Menstrual Cycle Phases Alter Brain Reactivity to Drug Cues

The Neurobiology of Craving and the Push for Precision in Addiction Medicine

Substance use disorders are characterized by intense, cue-evoked cravings that frequently drive clinical relapse, a phenomenon deeply rooted in the dysregulation of the brain's reward circuits [1, 2]. For decades, researchers have utilized functional magnetic resonance imaging to measure how the brain reacts to drug-related stimuli, aiming to develop reliable biomarkers for addiction severity and treatment response [3]. Despite mapping consistent disruptions in regions like the prefrontal cortex and anterior cingulate, translating these neuroimaging findings into targeted, individualized therapies has proven difficult [4]. A major obstacle has been the historical tendency to overlook biological variables, particularly how sex and fluctuating hormones might alter the neural architecture of craving and cognitive control. A recent study demonstrates how the menstrual cycle directly modulates the brain's response to drug cues, highlighting a critical biological divergence in addiction neurobiology that could inform more precise treatment timing.

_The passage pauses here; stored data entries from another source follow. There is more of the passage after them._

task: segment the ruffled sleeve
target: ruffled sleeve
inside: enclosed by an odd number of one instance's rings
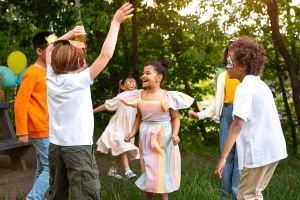
[[[119,100],[116,98],[108,99],[105,101],[104,107],[109,111],[115,111],[119,107]]]
[[[165,111],[169,108],[174,110],[189,108],[194,102],[194,98],[182,92],[169,91],[166,98],[162,101],[162,107]]]
[[[118,96],[116,96],[115,98],[124,103],[126,106],[136,108],[138,105],[139,92],[140,90],[125,91],[118,94]]]

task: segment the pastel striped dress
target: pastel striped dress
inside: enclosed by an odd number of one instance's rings
[[[140,91],[127,91],[118,95],[126,105],[137,107],[142,114],[139,131],[139,151],[142,175],[135,184],[143,191],[169,193],[179,189],[181,159],[178,145],[172,142],[169,109],[184,109],[194,99],[184,93],[169,91],[158,101],[141,98]]]

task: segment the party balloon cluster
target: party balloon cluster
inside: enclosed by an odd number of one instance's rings
[[[27,58],[21,51],[13,51],[7,58],[7,66],[0,66],[1,87],[13,87],[21,84],[27,70]]]

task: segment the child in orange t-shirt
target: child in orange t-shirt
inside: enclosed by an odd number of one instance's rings
[[[33,39],[33,47],[38,56],[22,78],[15,101],[16,135],[19,143],[30,142],[36,150],[37,169],[35,182],[26,199],[44,199],[49,188],[49,120],[46,86],[46,37],[51,33],[42,31]]]

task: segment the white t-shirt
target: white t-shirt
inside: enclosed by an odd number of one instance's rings
[[[238,85],[233,116],[245,122],[236,140],[240,170],[265,166],[287,157],[272,92],[259,76],[247,75]]]
[[[56,75],[47,68],[49,140],[60,146],[92,145],[94,114],[89,68],[80,73]]]

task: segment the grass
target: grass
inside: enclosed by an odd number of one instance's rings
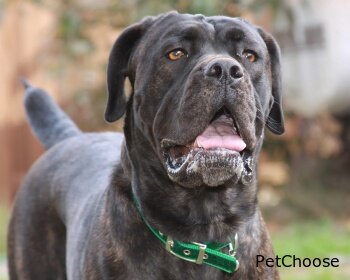
[[[282,280],[348,280],[349,273],[342,272],[339,268],[308,268],[303,270],[280,270]]]
[[[350,279],[350,228],[319,220],[292,224],[272,234],[277,255],[340,259],[337,268],[280,268],[281,279]]]
[[[3,266],[6,260],[6,235],[8,220],[9,210],[0,205],[0,280],[8,280],[8,276],[3,271]]]
[[[6,255],[6,235],[9,210],[0,205],[0,258]]]

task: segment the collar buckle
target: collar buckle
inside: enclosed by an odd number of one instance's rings
[[[197,243],[197,242],[192,242],[192,244],[199,246],[199,253],[196,259],[196,264],[202,264],[203,260],[208,258],[208,255],[205,253],[205,249],[207,249],[207,245],[202,243]]]
[[[184,257],[182,255],[179,255],[178,253],[174,252],[173,250],[173,247],[174,247],[174,240],[168,236],[167,237],[167,240],[165,242],[165,249],[173,254],[174,256],[178,257],[178,258],[181,258],[181,259],[184,259],[186,261],[190,261],[190,262],[193,262],[193,263],[196,263],[196,264],[202,264],[204,260],[206,260],[208,258],[208,255],[206,254],[205,252],[205,249],[207,249],[207,245],[206,244],[202,244],[202,243],[198,243],[198,242],[191,242],[192,244],[198,246],[198,255],[197,255],[197,258],[191,258],[189,257],[189,255],[191,253],[193,253],[193,251],[191,252],[189,249],[184,249],[184,254],[185,255],[188,255],[188,257]],[[186,248],[186,247],[184,247]],[[197,250],[196,250],[197,251]]]
[[[173,251],[173,248],[174,248],[174,240],[170,236],[168,236],[167,239],[166,239],[166,242],[165,242],[165,249],[170,254],[172,254],[172,255],[180,258],[180,259],[183,259],[185,261],[196,263],[196,260],[191,259],[190,257],[186,258],[184,256],[181,256],[181,255],[177,254],[176,252]]]

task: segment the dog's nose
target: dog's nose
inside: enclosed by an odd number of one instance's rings
[[[241,65],[233,59],[216,59],[208,65],[205,74],[208,77],[217,79],[226,77],[238,80],[243,77],[243,69]]]

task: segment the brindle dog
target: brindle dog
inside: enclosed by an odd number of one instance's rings
[[[256,163],[264,128],[284,131],[271,35],[239,18],[176,12],[128,27],[110,55],[106,110],[109,122],[126,114],[125,138],[82,133],[26,87],[29,121],[48,150],[13,209],[12,280],[278,279],[276,268],[256,265],[257,255],[274,256]],[[174,240],[230,242],[237,233],[239,269],[170,254],[137,203]]]

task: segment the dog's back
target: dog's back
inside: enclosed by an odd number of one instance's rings
[[[66,263],[79,258],[88,240],[89,231],[81,229],[97,218],[93,205],[99,205],[96,200],[108,186],[122,136],[82,133],[44,91],[29,85],[25,106],[34,134],[48,151],[18,191],[8,236],[10,277],[66,279],[66,270],[71,276],[77,271]],[[75,244],[67,246],[68,252],[66,242]]]

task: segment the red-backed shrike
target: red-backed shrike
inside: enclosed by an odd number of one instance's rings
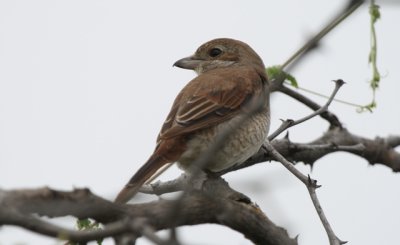
[[[162,125],[154,153],[121,190],[116,202],[132,198],[157,170],[177,162],[184,170],[215,142],[216,136],[249,116],[229,135],[205,167],[219,172],[256,153],[269,128],[268,82],[261,58],[247,44],[227,38],[211,40],[174,66],[198,76],[178,94]],[[254,101],[261,110],[247,113]]]

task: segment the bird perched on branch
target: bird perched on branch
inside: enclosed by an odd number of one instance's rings
[[[205,171],[240,164],[265,141],[270,124],[268,81],[263,61],[250,46],[234,39],[214,39],[174,66],[194,70],[198,76],[176,97],[154,153],[120,191],[117,203],[127,202],[166,164],[193,169],[191,164],[227,128],[236,127],[202,166]],[[240,125],[233,126],[235,122]]]

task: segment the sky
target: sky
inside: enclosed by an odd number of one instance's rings
[[[88,187],[113,199],[152,153],[180,89],[195,74],[172,67],[202,43],[230,37],[248,43],[267,66],[282,64],[346,1],[0,1],[0,188],[60,190]],[[378,4],[380,2],[378,1]],[[382,1],[376,25],[382,81],[373,113],[333,103],[330,110],[354,134],[400,134],[400,4]],[[371,100],[368,6],[324,39],[292,71],[300,87],[330,94],[333,79],[346,85],[337,98]],[[320,104],[321,97],[308,95]],[[310,110],[282,94],[271,98],[272,125]],[[327,130],[314,118],[289,130],[309,142]],[[282,137],[282,136],[281,136]],[[400,151],[400,149],[398,149]],[[349,244],[399,244],[400,175],[348,153],[314,168],[297,164],[322,185],[321,204],[340,239]],[[180,174],[172,169],[161,176]],[[299,244],[327,244],[306,188],[279,163],[225,176]],[[73,219],[57,219],[73,227]],[[184,244],[251,244],[218,225],[178,229]],[[62,244],[13,227],[0,245]],[[108,242],[109,243],[109,242]],[[150,244],[140,239],[139,245]]]

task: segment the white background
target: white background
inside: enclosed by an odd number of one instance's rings
[[[173,68],[176,60],[210,39],[231,37],[251,45],[267,66],[281,64],[345,2],[0,1],[0,188],[88,187],[113,199],[150,156],[174,97],[195,76]],[[351,132],[369,138],[400,134],[400,7],[394,2],[382,2],[377,24],[378,108],[364,114],[338,103],[330,108]],[[338,98],[370,102],[369,34],[364,5],[293,71],[300,86],[330,94],[330,80],[342,78],[347,84]],[[272,130],[280,118],[310,113],[280,94],[271,104]],[[290,136],[308,142],[327,126],[315,118],[290,129]],[[178,174],[175,169],[162,179]],[[399,174],[346,153],[320,159],[311,174],[322,184],[321,203],[341,239],[400,243]],[[292,237],[299,234],[300,244],[327,244],[306,189],[279,164],[226,179]],[[185,227],[179,235],[184,244],[250,244],[217,225]],[[61,242],[0,229],[1,245],[17,243]]]

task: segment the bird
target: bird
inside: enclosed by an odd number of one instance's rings
[[[217,38],[173,66],[197,76],[177,95],[161,127],[154,152],[117,195],[128,202],[157,171],[177,163],[183,171],[201,157],[217,136],[248,117],[226,138],[203,169],[217,173],[241,164],[264,143],[270,125],[269,83],[260,56],[246,43]],[[249,113],[255,103],[260,108]]]

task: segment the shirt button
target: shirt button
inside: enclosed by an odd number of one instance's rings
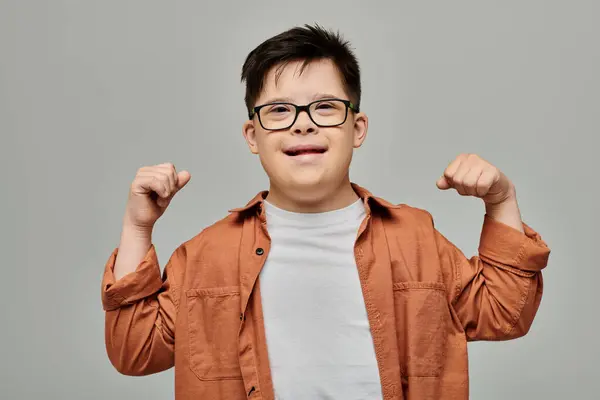
[[[256,249],[256,254],[259,256],[262,256],[265,253],[265,251],[263,250],[262,247],[259,247],[258,249]]]

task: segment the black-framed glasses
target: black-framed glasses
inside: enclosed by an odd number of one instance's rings
[[[258,121],[265,130],[278,131],[290,128],[298,119],[300,112],[306,111],[315,125],[329,128],[346,122],[349,109],[358,112],[358,106],[343,99],[321,99],[303,106],[274,102],[254,107],[248,116],[253,119],[258,115]]]

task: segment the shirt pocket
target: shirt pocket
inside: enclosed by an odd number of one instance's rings
[[[440,282],[394,284],[400,367],[407,377],[439,377],[445,365],[451,312]]]
[[[240,288],[189,289],[190,368],[201,380],[242,379],[238,358]]]

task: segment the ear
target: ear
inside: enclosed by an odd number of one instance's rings
[[[250,148],[252,154],[258,154],[258,145],[256,143],[256,129],[254,127],[254,120],[247,120],[242,126],[242,134],[246,143]]]
[[[365,113],[357,113],[354,116],[354,147],[359,148],[367,138],[369,118]]]

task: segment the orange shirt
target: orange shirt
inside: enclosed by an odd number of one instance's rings
[[[353,187],[367,212],[354,253],[384,399],[468,399],[467,342],[527,333],[549,248],[526,224],[523,234],[485,216],[479,254],[467,258],[426,211]],[[113,251],[102,304],[119,372],[174,366],[177,400],[274,400],[259,279],[266,194],[179,246],[163,274],[151,247],[115,282]]]

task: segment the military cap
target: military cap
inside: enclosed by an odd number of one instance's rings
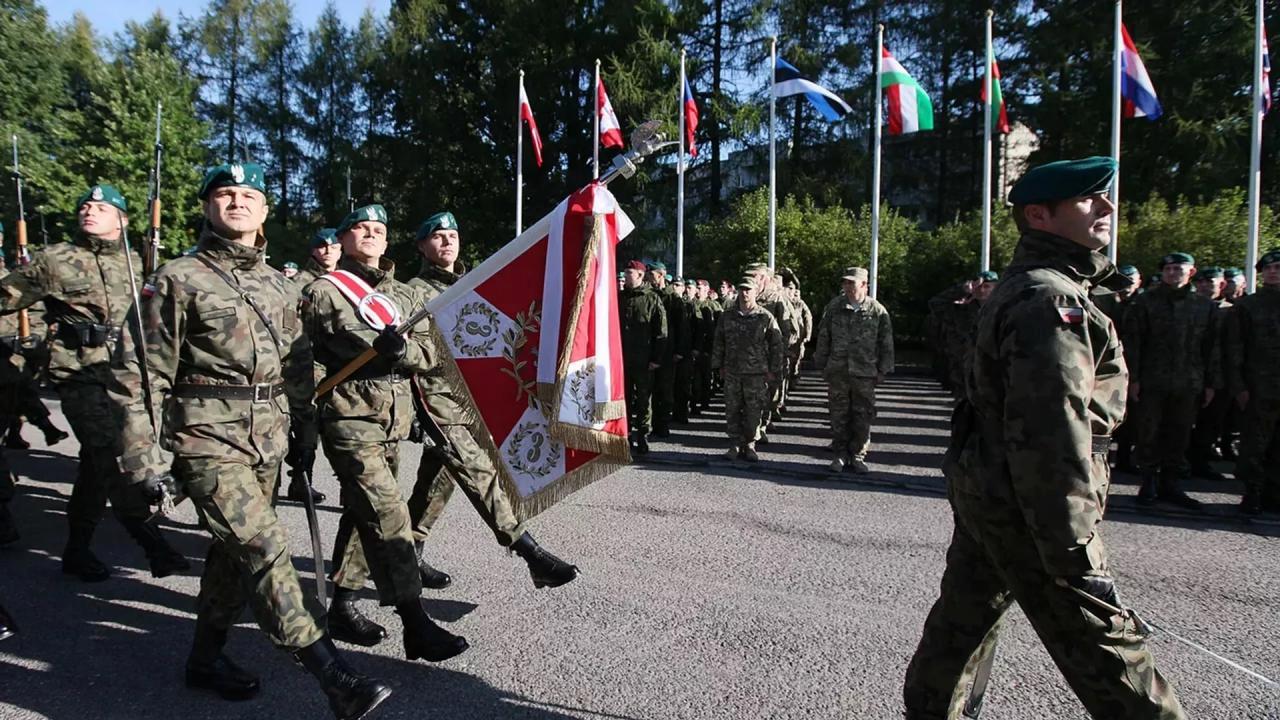
[[[129,203],[125,201],[120,191],[111,185],[94,185],[76,200],[76,210],[84,207],[87,202],[104,202],[115,207],[120,212],[129,212]]]
[[[671,282],[671,273],[667,273],[666,278],[667,282]]]
[[[661,270],[664,273],[667,271],[666,263],[661,260],[649,260],[645,263],[645,267],[649,270]]]
[[[1223,271],[1222,271],[1222,268],[1218,267],[1217,265],[1207,265],[1205,267],[1196,269],[1197,280],[1201,280],[1201,279],[1212,280],[1214,278],[1220,278],[1220,277],[1223,277]]]
[[[868,274],[867,274],[867,269],[866,269],[866,268],[860,268],[860,267],[847,267],[847,268],[845,268],[845,269],[844,269],[844,274],[840,276],[840,279],[841,279],[841,280],[854,280],[854,281],[864,280],[864,281],[865,281],[868,277],[870,277],[870,275],[868,275]]]
[[[746,272],[748,272],[748,273],[757,273],[757,272],[760,272],[761,270],[764,270],[765,272],[771,272],[771,271],[769,270],[769,264],[768,264],[768,263],[762,263],[762,262],[758,262],[758,263],[751,263],[750,265],[748,265],[748,266],[747,266],[747,270],[746,270]]]
[[[1059,160],[1025,172],[1009,190],[1014,205],[1034,205],[1106,192],[1115,179],[1116,161],[1109,157]]]
[[[298,263],[296,263],[296,262],[294,262],[294,261],[290,260],[289,262],[287,262],[287,263],[285,263],[285,264],[284,264],[284,269],[285,269],[285,270],[297,270],[297,269],[298,269]]]
[[[0,222],[0,233],[4,232],[4,223]]]
[[[992,272],[991,270],[983,270],[982,272],[978,273],[977,279],[981,280],[982,282],[995,282],[1000,279],[1000,275],[995,272]]]
[[[630,261],[630,262],[628,262],[628,263],[627,263],[627,265],[626,265],[626,269],[627,269],[627,270],[639,270],[640,272],[644,272],[644,271],[645,271],[645,266],[644,266],[644,263],[643,263],[643,262],[641,262],[641,261],[639,261],[639,260],[632,260],[632,261]]]
[[[201,200],[209,197],[209,193],[222,187],[247,187],[267,194],[266,173],[258,163],[226,163],[209,168],[204,174],[204,182],[200,183]]]
[[[1226,270],[1222,271],[1222,277],[1228,280],[1235,280],[1236,278],[1240,278],[1241,280],[1243,280],[1244,271],[1238,267],[1229,267]]]
[[[1172,252],[1160,258],[1160,269],[1163,270],[1165,265],[1195,265],[1196,259],[1191,257],[1190,253]]]
[[[338,244],[338,231],[333,228],[320,228],[315,235],[311,236],[311,249],[324,247],[326,245]]]
[[[1120,267],[1116,268],[1116,272],[1120,273],[1121,275],[1124,275],[1125,277],[1133,277],[1134,275],[1138,274],[1138,268],[1132,265],[1121,265]]]
[[[0,260],[4,259],[4,248],[0,248]]]
[[[627,274],[626,274],[626,273],[622,272],[621,270],[619,270],[619,271],[618,271],[618,279],[619,279],[619,280],[621,280],[621,279],[625,278],[626,276],[627,276]]]
[[[1271,248],[1265,255],[1258,258],[1258,263],[1253,266],[1254,270],[1261,270],[1271,263],[1280,262],[1280,248]]]
[[[706,278],[698,278],[698,284],[699,284],[699,285],[706,285],[707,287],[711,287],[711,283],[707,282]]]
[[[435,215],[422,221],[422,226],[418,228],[418,235],[413,239],[414,242],[425,237],[430,237],[431,233],[437,230],[457,230],[458,219],[448,210],[438,212]]]
[[[742,290],[745,288],[755,288],[755,286],[756,286],[756,278],[754,275],[743,275],[741,278],[739,278],[738,284],[735,285],[734,287],[738,288],[739,290]]]
[[[671,284],[672,284],[672,285],[683,285],[683,284],[684,284],[684,278],[682,278],[682,277],[678,277],[678,278],[676,278],[675,280],[672,280],[672,281],[671,281]]]
[[[387,211],[381,205],[365,205],[352,210],[350,214],[342,218],[342,223],[338,225],[338,234],[350,230],[356,223],[376,222],[387,224]]]

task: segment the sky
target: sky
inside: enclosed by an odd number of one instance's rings
[[[353,26],[364,14],[365,8],[372,8],[379,16],[385,16],[391,6],[391,0],[332,0],[338,8],[343,22]],[[151,17],[156,10],[164,13],[172,21],[178,19],[179,13],[194,16],[200,14],[206,5],[205,0],[128,0],[127,2],[93,2],[91,0],[41,0],[41,4],[49,12],[52,24],[61,24],[71,20],[76,11],[84,13],[93,24],[94,29],[103,36],[114,35],[124,30],[125,23],[143,21]],[[294,0],[293,11],[298,23],[310,28],[316,18],[324,10],[325,0]]]

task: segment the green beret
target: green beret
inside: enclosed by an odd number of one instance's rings
[[[1118,165],[1109,157],[1059,160],[1037,165],[1023,174],[1009,190],[1014,205],[1034,205],[1106,192]]]
[[[129,212],[129,203],[125,202],[124,196],[120,191],[111,185],[94,185],[76,200],[76,210],[84,207],[87,202],[104,202],[115,207],[120,212]]]
[[[755,275],[743,275],[742,278],[738,280],[738,284],[735,287],[737,287],[739,290],[744,290],[746,288],[755,289],[755,286],[756,286]]]
[[[1229,267],[1222,271],[1222,277],[1228,280],[1235,280],[1236,278],[1244,277],[1244,271],[1238,267]]]
[[[844,269],[844,274],[840,276],[840,279],[853,280],[854,282],[861,280],[863,282],[866,282],[867,278],[869,277],[870,277],[870,274],[867,273],[866,268],[847,267]]]
[[[253,188],[263,195],[267,194],[266,173],[258,163],[226,163],[209,168],[204,174],[204,182],[200,183],[201,200],[209,197],[209,193],[223,187]]]
[[[296,263],[296,262],[294,262],[294,261],[290,260],[289,262],[287,262],[287,263],[285,263],[285,264],[284,264],[284,269],[285,269],[285,270],[297,270],[297,269],[298,269],[298,263]]]
[[[4,232],[4,223],[0,222],[0,233]]]
[[[666,277],[667,277],[667,282],[671,282],[671,273],[667,273]]]
[[[667,271],[666,263],[661,260],[646,260],[644,266],[649,270],[661,270],[664,273]]]
[[[0,260],[4,259],[4,248],[0,248]]]
[[[413,240],[417,242],[425,237],[430,237],[431,233],[437,230],[457,230],[458,219],[448,210],[438,212],[435,215],[422,221],[422,226],[418,228],[418,235]]]
[[[338,231],[333,228],[320,228],[311,236],[311,249],[338,244]]]
[[[1254,265],[1253,269],[1261,270],[1262,268],[1270,265],[1271,263],[1278,263],[1278,262],[1280,262],[1280,248],[1272,248],[1267,251],[1266,255],[1263,255],[1261,258],[1258,258],[1258,264]]]
[[[383,225],[387,224],[387,211],[381,205],[365,205],[351,211],[350,215],[342,218],[342,223],[338,225],[338,234],[350,230],[356,223],[362,222],[379,222]]]
[[[1172,252],[1160,258],[1160,269],[1163,270],[1165,265],[1195,265],[1196,259],[1191,257],[1189,253]]]
[[[996,282],[997,280],[1000,279],[1000,276],[990,270],[983,270],[982,272],[978,273],[977,279],[981,280],[982,282]]]
[[[1124,275],[1125,277],[1133,277],[1134,275],[1138,274],[1138,268],[1132,265],[1121,265],[1120,267],[1116,268],[1116,272],[1120,273],[1121,275]]]
[[[1222,268],[1218,267],[1217,265],[1206,265],[1205,267],[1202,267],[1202,268],[1196,268],[1197,280],[1201,280],[1201,279],[1213,280],[1214,278],[1220,278],[1222,276],[1223,276]]]

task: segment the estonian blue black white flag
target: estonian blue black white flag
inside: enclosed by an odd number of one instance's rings
[[[808,98],[829,122],[838,122],[853,111],[839,95],[801,75],[794,65],[778,58],[773,68],[773,96],[790,97],[800,94]]]

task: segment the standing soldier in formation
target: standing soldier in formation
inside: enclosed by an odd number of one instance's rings
[[[783,297],[780,286],[774,284],[773,271],[764,263],[748,266],[747,273],[756,281],[756,303],[764,308],[778,323],[778,332],[782,333],[783,362],[786,362],[785,348],[795,342],[795,322],[791,312],[791,303]],[[741,285],[739,285],[741,290]],[[778,417],[778,407],[782,404],[782,386],[785,372],[778,372],[769,380],[769,403],[765,407],[763,430],[760,433],[760,444],[769,444],[769,430]]]
[[[320,228],[311,238],[311,254],[302,270],[293,278],[293,284],[301,291],[321,275],[327,275],[338,268],[338,259],[342,257],[342,244],[338,242],[338,231],[333,228]]]
[[[1196,412],[1213,402],[1221,367],[1218,308],[1191,292],[1195,273],[1190,255],[1166,255],[1160,284],[1140,295],[1125,318],[1124,353],[1133,373],[1129,399],[1138,404],[1138,502],[1145,505],[1160,499],[1201,508],[1181,483],[1190,475],[1191,426]]]
[[[794,387],[795,383],[800,380],[800,363],[804,360],[805,346],[813,338],[813,311],[809,309],[809,304],[800,295],[800,280],[792,276],[790,282],[791,284],[787,290],[790,293],[791,307],[796,311],[800,335],[796,343],[787,350],[788,389]]]
[[[697,292],[698,288],[692,280],[685,282],[677,278],[672,293],[679,301],[673,305],[680,312],[680,325],[687,336],[684,353],[676,361],[676,371],[672,378],[671,420],[682,425],[689,422],[689,402],[693,398],[693,361],[698,344],[702,342],[698,335],[698,311],[694,307]]]
[[[827,380],[834,472],[845,465],[868,472],[876,386],[893,372],[893,323],[889,311],[867,294],[867,277],[865,268],[845,269],[844,295],[822,312],[813,350],[814,365]]]
[[[1221,353],[1226,348],[1226,332],[1231,313],[1231,303],[1227,301],[1225,291],[1227,280],[1222,268],[1210,265],[1200,268],[1195,276],[1195,292],[1202,298],[1211,301],[1218,308],[1218,327],[1214,344],[1219,353],[1219,362],[1223,371],[1217,375],[1218,384],[1213,387],[1213,400],[1202,406],[1196,414],[1195,426],[1191,430],[1191,443],[1187,447],[1187,460],[1191,463],[1191,474],[1206,480],[1225,480],[1210,464],[1221,460],[1218,451],[1218,438],[1222,436],[1222,427],[1227,413],[1231,410],[1231,394],[1227,392],[1226,358]]]
[[[108,498],[115,516],[146,552],[152,575],[165,577],[191,567],[148,520],[150,508],[128,492],[116,465],[120,424],[107,396],[111,353],[133,305],[126,263],[133,263],[133,272],[142,272],[141,261],[124,251],[127,212],[118,190],[94,185],[76,203],[79,230],[71,242],[50,247],[0,280],[0,310],[44,301],[58,324],[49,377],[80,442],[80,463],[67,504],[69,535],[62,571],[87,582],[111,575],[89,547]]]
[[[954,302],[935,307],[938,318],[938,340],[946,355],[948,385],[951,393],[963,398],[964,378],[968,370],[969,350],[973,347],[974,331],[978,327],[978,313],[982,304],[991,297],[1000,276],[983,270],[972,282],[965,283],[969,294]]]
[[[1240,415],[1240,508],[1280,512],[1280,248],[1258,260],[1262,286],[1228,317],[1228,387]]]
[[[314,380],[294,292],[263,259],[262,168],[212,168],[200,199],[196,251],[160,268],[140,305],[145,368],[127,336],[111,386],[131,487],[145,504],[176,484],[213,535],[186,682],[228,700],[258,693],[258,679],[223,652],[248,605],[272,643],[316,677],[336,717],[362,717],[391,689],[351,670],[307,609],[271,504],[290,416],[302,426],[313,420]],[[159,441],[148,395],[165,408]],[[314,452],[314,442],[303,449]],[[161,445],[173,452],[171,466]]]
[[[1099,529],[1127,377],[1120,339],[1089,299],[1112,272],[1099,251],[1115,169],[1110,158],[1041,165],[1009,193],[1022,238],[978,321],[952,427],[955,532],[907,668],[908,720],[977,716],[981,691],[968,689],[1014,601],[1093,717],[1185,717],[1123,610]]]
[[[284,265],[281,265],[280,274],[284,276],[285,280],[293,280],[298,277],[298,263],[290,260]]]
[[[1125,317],[1129,313],[1129,308],[1133,305],[1133,301],[1142,294],[1142,273],[1138,272],[1138,268],[1133,265],[1121,265],[1116,268],[1116,274],[1109,278],[1105,285],[1110,292],[1095,291],[1092,295],[1093,302],[1098,309],[1106,314],[1111,320],[1111,325],[1115,327],[1117,333],[1124,333],[1126,326]],[[1126,361],[1128,358],[1126,357]],[[1111,439],[1116,443],[1115,462],[1112,463],[1116,470],[1123,472],[1137,472],[1138,468],[1133,464],[1133,445],[1137,440],[1137,433],[1134,431],[1136,423],[1133,421],[1134,409],[1136,404],[1129,404],[1129,413],[1126,415],[1120,426],[1111,433]]]
[[[778,321],[756,303],[758,280],[747,275],[738,283],[737,304],[716,324],[711,367],[724,380],[724,415],[729,449],[725,457],[758,462],[770,384],[783,370],[782,331]]]
[[[666,438],[671,435],[671,412],[675,405],[676,367],[690,352],[693,335],[685,322],[681,299],[667,283],[667,266],[659,260],[646,266],[649,284],[662,300],[666,315],[667,340],[662,346],[662,360],[653,372],[653,434]],[[646,448],[647,450],[648,448]]]
[[[632,260],[623,272],[626,287],[618,295],[618,317],[627,384],[627,424],[631,428],[631,449],[644,455],[649,452],[654,376],[666,358],[667,311],[658,291],[645,282],[644,263]]]
[[[1237,267],[1227,268],[1222,271],[1222,277],[1227,281],[1227,287],[1222,293],[1227,302],[1233,303],[1245,296],[1244,284],[1247,278],[1243,270]]]
[[[372,576],[381,604],[400,615],[405,656],[446,660],[464,652],[467,641],[436,625],[423,608],[413,526],[397,480],[400,442],[414,419],[410,376],[434,370],[439,358],[425,321],[407,338],[396,325],[426,300],[396,281],[395,264],[384,257],[387,213],[381,205],[354,210],[338,226],[338,239],[337,270],[302,294],[307,337],[328,375],[371,347],[377,358],[319,399],[320,439],[342,489],[330,627],[341,640],[381,639],[385,631],[355,610],[355,594]]]
[[[696,313],[697,340],[693,347],[693,400],[690,415],[701,415],[711,406],[711,349],[716,339],[716,319],[719,306],[711,299],[711,283],[698,280]]]

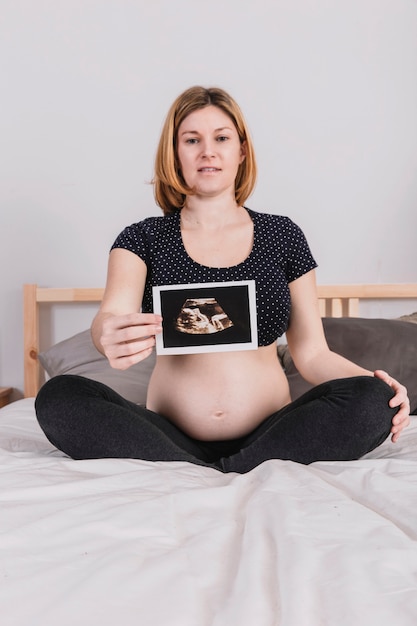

Mapping Sex Differences in the Addicted Brain

The underlying corticostriatal mechanisms (the neural pathways connecting the cerebral cortex to the striatum that govern reward processing and habit formation) of sex and hormonal effects in addiction are largely unknown, limiting the development of personalized treatments. To investigate these neurobiological differences, researchers utilized functional magnetic resonance imaging (MRI) to scan a cohort of 32 women (mean age 38.85 ± 9.84 years) diagnosed with either heroin use disorder (HUD, n = 16) or cocaine use disorder (CUD, n = 16). This female cohort was compared against 49 age-matched men (mean age 41.96 ± 9.71 years) diagnosed with HUD. The imaging data revealed distinct baseline differences in how male and female brains process addiction. Specifically, women showed higher medial prefrontal cortex (PFC) drug cue reactivity compared to men. In contrast, men showed higher frontal eye field (FEF) and dorsolateral PFC (dlPFC) drug reappraisal compared to women. Drug reappraisal refers to the cognitive ability to consciously regulate and suppress the urge to use a substance. Clinically, this enhanced regulatory capacity in male participants translated to better symptom control, as higher FEF and dlPFC drug reappraisal in men was associated with lower cue-induced drug craving. Overall, the findings demonstrate that compared with men with HUD, women with HUD or CUD show more corticostriatal drug cue reactivity and less PFC drug reappraisal activity. For practicing physicians, this baseline discrepancy suggests that female patients may experience a more intense neurological drive toward substance use coupled with a reduced intrinsic capacity to cognitively suppress those cravings, necessitating more robust behavioral support.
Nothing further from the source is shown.